Selection of candidate genes from QTL mapping
In order to select and prioritize positional candidate genes from the
QTL confidence intervals, we conducted a literature screen and anin silico analysis (explained in more detail in the Materials and
Methods section) that were based on functional annotations, gene
expression data and tissue distribution of the selected genes. We
analyzed loci from the Dol-associated QTL (DOL1) and from the three
Pren-associated QTLs (PRE1, PRE2, PRE3). We selected the intervals that
were characterized by the highest percentage of phenotypic variance
related to each QTL and the highest LOD score values linked with the
lowest number of loci (Table S1). As a result of the above-described
procedure of selection and prioritization, we generated four sets of
genes ‒ three for Prens (Table S2) and one for Dol (Table S3).

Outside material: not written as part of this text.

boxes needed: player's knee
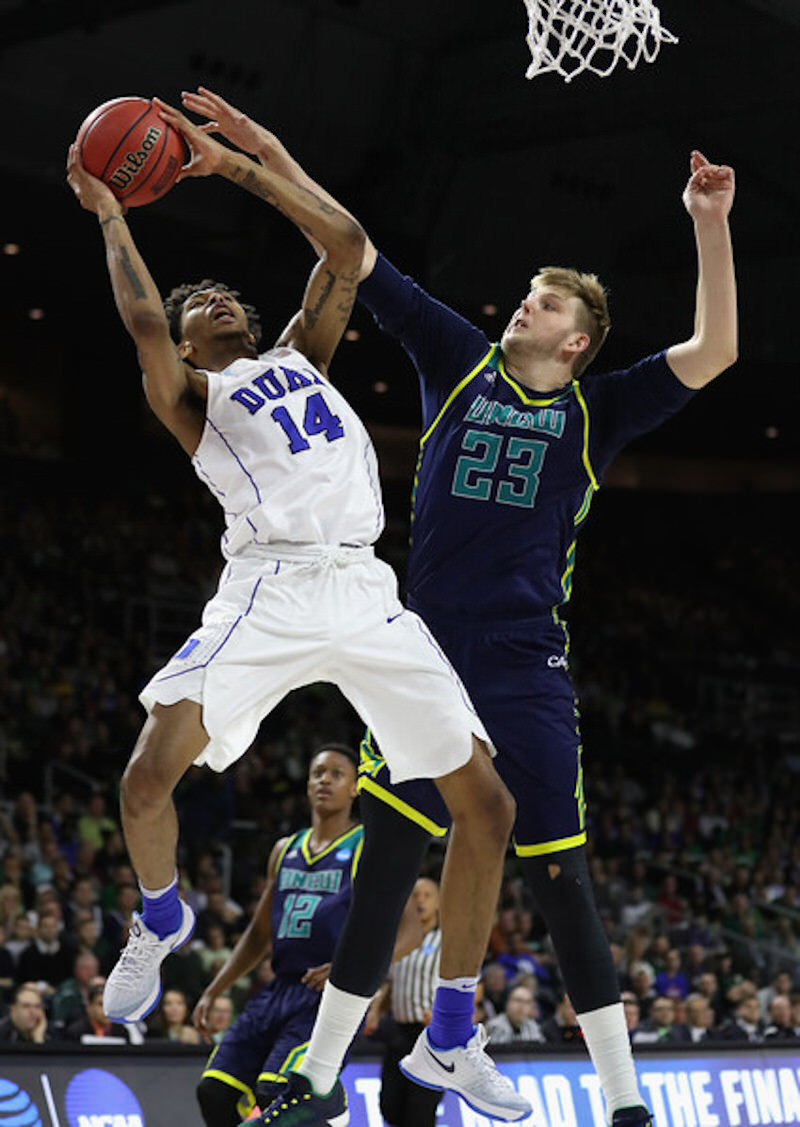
[120,752,173,817]
[196,1076,242,1127]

Within a set of potential candidate genes for Pren (Table S2), there was
the AT5G45940 gene encoding the Nudix hydrolase 11 (Kupke,
Caparrós-Martín, Malquichagua Salazar, & Culiáñez-Macià, 2009) with
putative IPP isomerase activity. For Dol biosynthesis, we identified
three loci that might be directly implicated in the process: AT2G17570,
encoding a cis -prenyltransferase 3 (CPT3), AT2G17370, encoding
HMGR2 (hydroxymethylglutaryl Coenzyme-A reductase 2, also called HMG2, a
highly regulated enzyme that constitutes a rate-limiting step in the MVA
pathway), and AT2G18620, encoding a putative GGPPS2 (geranylgeranyl
diphosphate synthase 2). A brief comment on the putative role of the two
latter genes in the Dol pathway is presented in Table S3, while an
in-depth characteristic of AT2G17570 (CPT3) is presented below.